Bitte, kommen Sie!» Ich zog den Kopf ein, wie ich es immer tat, obwohl die
Türen in diesem Teil der Stadt meist höher waren als meine
Einmeterfünfundneunzig. Die Diele war ein großes dunkles Hufeisen, wie geschaffen
zum Stromsparen und mit wenig Ozon. Die alte Dame fand mit der Sicherheit eines
Schlafwandlers eine Tür und öffnete sie weit. Helles Licht fiel heraus.
    Ich trat vorsichtig über die Schwelle
und sah mit blinzelnden Augen in den alten Kristallüster. Wir standen in einem
Salon, wie auf der Bühne im ersten Akt eines Gesellschaftsstückes. Matte,
massive Eichenmöbel in unserem furnierten Zeitalter, an der Decke
verschnörkelter Stuck, Englein .mit einer Art von Hakenkreuzen, eine nette
Mischung. Vor dem linken Fenster stand das obere Drittel von Goethe aus Stein
auf einem steinernen Sockel und sah mich aus Olympieraugen an. Die Wände
steckten hinter einer dunkelgrünen Bespannung, unterbrochen von Holzleisten.
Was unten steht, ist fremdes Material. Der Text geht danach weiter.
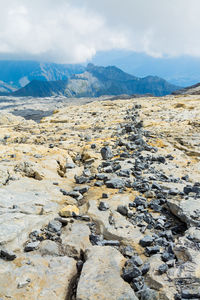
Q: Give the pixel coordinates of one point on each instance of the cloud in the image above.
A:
(72, 31)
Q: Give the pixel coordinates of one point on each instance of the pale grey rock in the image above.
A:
(49, 247)
(35, 277)
(100, 276)
(75, 239)
(186, 210)
(120, 229)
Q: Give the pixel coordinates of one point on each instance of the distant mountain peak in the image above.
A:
(98, 81)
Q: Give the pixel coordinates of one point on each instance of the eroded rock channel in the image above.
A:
(101, 202)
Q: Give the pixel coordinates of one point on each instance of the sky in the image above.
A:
(73, 31)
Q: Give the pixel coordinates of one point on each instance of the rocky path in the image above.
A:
(102, 201)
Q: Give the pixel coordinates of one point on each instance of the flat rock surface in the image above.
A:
(104, 281)
(45, 159)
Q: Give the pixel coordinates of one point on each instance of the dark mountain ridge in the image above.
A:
(98, 81)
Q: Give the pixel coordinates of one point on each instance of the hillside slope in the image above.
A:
(97, 81)
(191, 90)
(106, 193)
(19, 73)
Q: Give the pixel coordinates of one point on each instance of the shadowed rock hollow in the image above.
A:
(101, 201)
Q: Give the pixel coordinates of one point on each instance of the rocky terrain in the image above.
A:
(101, 201)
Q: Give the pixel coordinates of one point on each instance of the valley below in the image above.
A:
(100, 198)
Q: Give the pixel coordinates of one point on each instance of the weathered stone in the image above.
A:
(69, 211)
(32, 246)
(100, 276)
(75, 239)
(34, 277)
(106, 153)
(49, 247)
(7, 255)
(115, 183)
(146, 241)
(186, 210)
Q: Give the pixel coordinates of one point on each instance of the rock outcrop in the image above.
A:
(101, 201)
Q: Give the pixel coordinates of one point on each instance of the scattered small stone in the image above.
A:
(69, 211)
(123, 210)
(146, 241)
(104, 195)
(106, 153)
(145, 268)
(162, 269)
(103, 206)
(152, 250)
(131, 272)
(55, 226)
(32, 246)
(115, 184)
(7, 255)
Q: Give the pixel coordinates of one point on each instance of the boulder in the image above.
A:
(100, 277)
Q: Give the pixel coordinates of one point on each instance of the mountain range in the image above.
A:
(178, 70)
(17, 74)
(90, 81)
(191, 90)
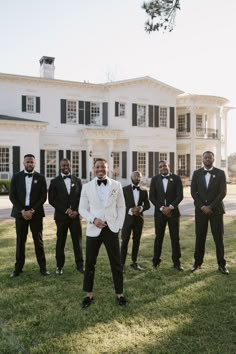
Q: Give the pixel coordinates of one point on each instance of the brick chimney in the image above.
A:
(47, 67)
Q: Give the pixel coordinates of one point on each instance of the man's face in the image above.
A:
(100, 169)
(65, 167)
(164, 168)
(208, 160)
(136, 178)
(29, 164)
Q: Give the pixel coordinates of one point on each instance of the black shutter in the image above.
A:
(16, 158)
(87, 113)
(42, 162)
(38, 104)
(150, 116)
(156, 116)
(81, 112)
(134, 158)
(105, 113)
(60, 155)
(63, 111)
(116, 109)
(124, 164)
(188, 123)
(84, 168)
(156, 163)
(188, 166)
(172, 117)
(134, 114)
(172, 162)
(150, 164)
(68, 154)
(23, 103)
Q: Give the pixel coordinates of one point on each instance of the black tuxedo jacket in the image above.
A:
(38, 194)
(173, 195)
(212, 195)
(60, 199)
(129, 199)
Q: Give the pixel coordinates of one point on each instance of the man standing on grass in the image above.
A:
(136, 200)
(28, 193)
(64, 195)
(208, 189)
(166, 192)
(102, 204)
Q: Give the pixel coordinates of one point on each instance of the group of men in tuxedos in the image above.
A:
(107, 208)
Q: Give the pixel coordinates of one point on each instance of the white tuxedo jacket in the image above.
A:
(91, 207)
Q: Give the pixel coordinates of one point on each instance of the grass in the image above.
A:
(168, 312)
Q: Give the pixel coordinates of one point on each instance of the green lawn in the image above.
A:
(168, 312)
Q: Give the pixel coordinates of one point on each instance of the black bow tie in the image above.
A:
(136, 187)
(100, 181)
(29, 174)
(207, 171)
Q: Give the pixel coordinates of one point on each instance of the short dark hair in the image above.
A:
(208, 152)
(29, 155)
(100, 159)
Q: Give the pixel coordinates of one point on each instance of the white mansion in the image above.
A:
(132, 123)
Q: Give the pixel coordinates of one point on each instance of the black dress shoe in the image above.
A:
(14, 274)
(179, 268)
(59, 271)
(194, 268)
(87, 301)
(136, 266)
(80, 269)
(121, 301)
(223, 270)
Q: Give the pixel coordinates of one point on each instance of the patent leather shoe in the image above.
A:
(87, 301)
(223, 270)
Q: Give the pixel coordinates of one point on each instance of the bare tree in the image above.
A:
(161, 15)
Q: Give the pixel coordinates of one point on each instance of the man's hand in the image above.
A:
(206, 209)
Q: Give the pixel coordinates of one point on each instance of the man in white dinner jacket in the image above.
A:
(102, 204)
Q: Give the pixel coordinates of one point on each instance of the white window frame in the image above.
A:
(141, 115)
(51, 167)
(31, 104)
(163, 117)
(72, 112)
(95, 113)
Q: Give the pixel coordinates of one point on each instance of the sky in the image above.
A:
(104, 40)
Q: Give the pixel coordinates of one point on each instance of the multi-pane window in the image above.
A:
(141, 115)
(116, 164)
(182, 165)
(95, 113)
(30, 103)
(163, 116)
(51, 163)
(71, 111)
(181, 123)
(163, 156)
(141, 163)
(4, 159)
(198, 161)
(121, 109)
(75, 163)
(199, 121)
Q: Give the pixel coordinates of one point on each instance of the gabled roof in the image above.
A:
(17, 119)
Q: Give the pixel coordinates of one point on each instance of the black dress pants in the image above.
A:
(111, 243)
(36, 227)
(74, 225)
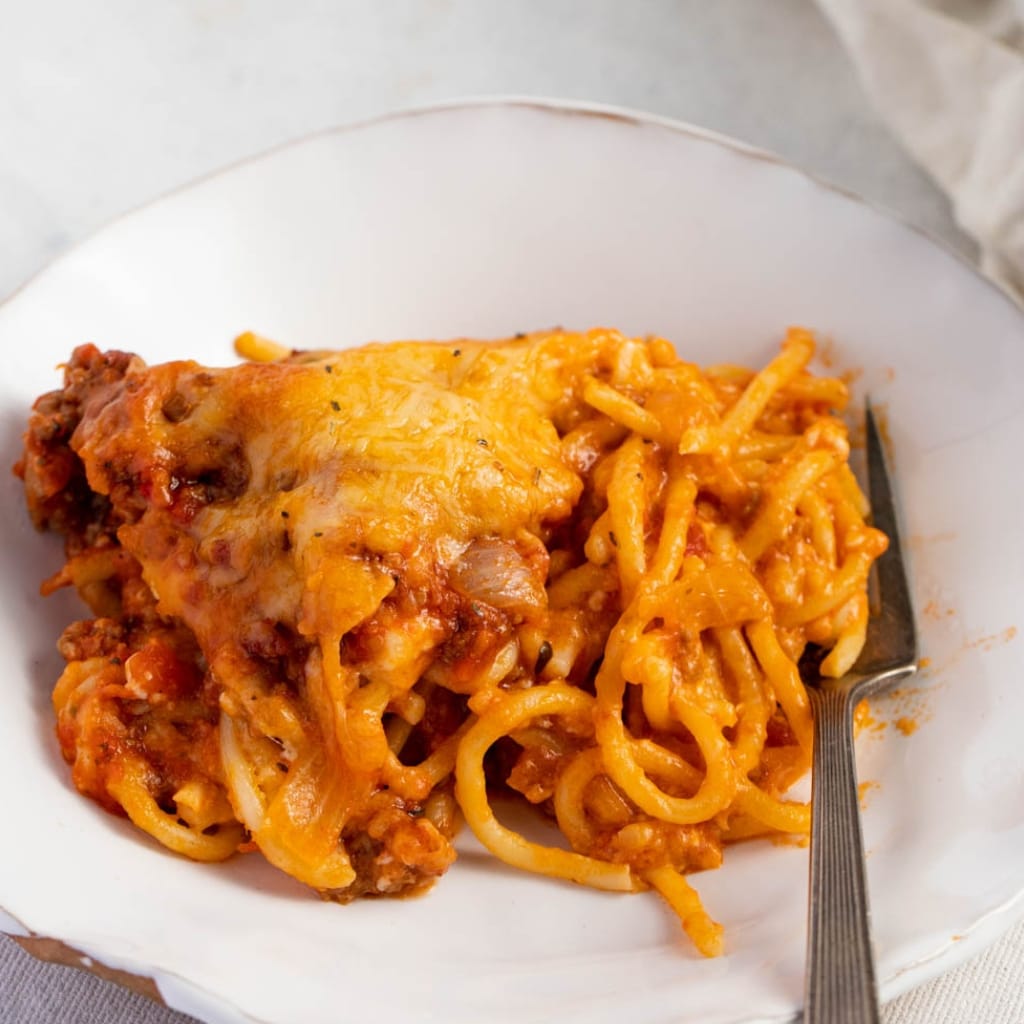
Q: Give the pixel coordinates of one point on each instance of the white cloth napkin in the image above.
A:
(948, 78)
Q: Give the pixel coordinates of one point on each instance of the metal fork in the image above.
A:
(840, 983)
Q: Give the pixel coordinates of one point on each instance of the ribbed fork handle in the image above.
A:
(841, 987)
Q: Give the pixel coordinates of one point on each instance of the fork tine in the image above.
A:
(894, 638)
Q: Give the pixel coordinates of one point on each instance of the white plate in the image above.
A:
(481, 219)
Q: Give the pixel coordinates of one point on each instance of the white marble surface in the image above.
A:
(107, 104)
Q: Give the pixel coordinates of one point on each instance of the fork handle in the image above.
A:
(841, 986)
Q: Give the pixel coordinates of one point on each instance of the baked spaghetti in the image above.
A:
(339, 596)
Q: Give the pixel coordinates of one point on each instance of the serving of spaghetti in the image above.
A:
(341, 597)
Neben Goethe stand ein Flügel mit aufgeschlagenem Deckel und abgegriffenen
Tasten.
    L. Bechstein. 1904.
    Vier Türen gingen ab. Die alte Dame
öffnete die hintere Tür auf der linken Seite. Ich trat hindurch und sah, daß
wir am Ziel waren.
    Es war ein kleines Zimmer mit einem
Geruch nach Baldrian und einem Haufen nicht eingenommener Medizin in der
Schublade. Und etwas von Alter und Tod.
    Eine schmale Balkontür führte hinaus.
Durch das Glas sah ich Blumenkästen und grünes Gewirr und hängende Blüten. An
der linken Wand standen ein Schrank, ein Sekretär, zu allem geeignet, nur nicht
zum Schreiben, daneben ein Topf mit einer düsteren Blattpflanze.
    Das Bett stand rechts an der Wand.
Hochbeinig, hohe Bretter an Kopf und Fuß, hohe Kissen. Ich sah die alte Dame
zum zweitenmal.
    Das gleiche Gesicht. Die gleichen Hände.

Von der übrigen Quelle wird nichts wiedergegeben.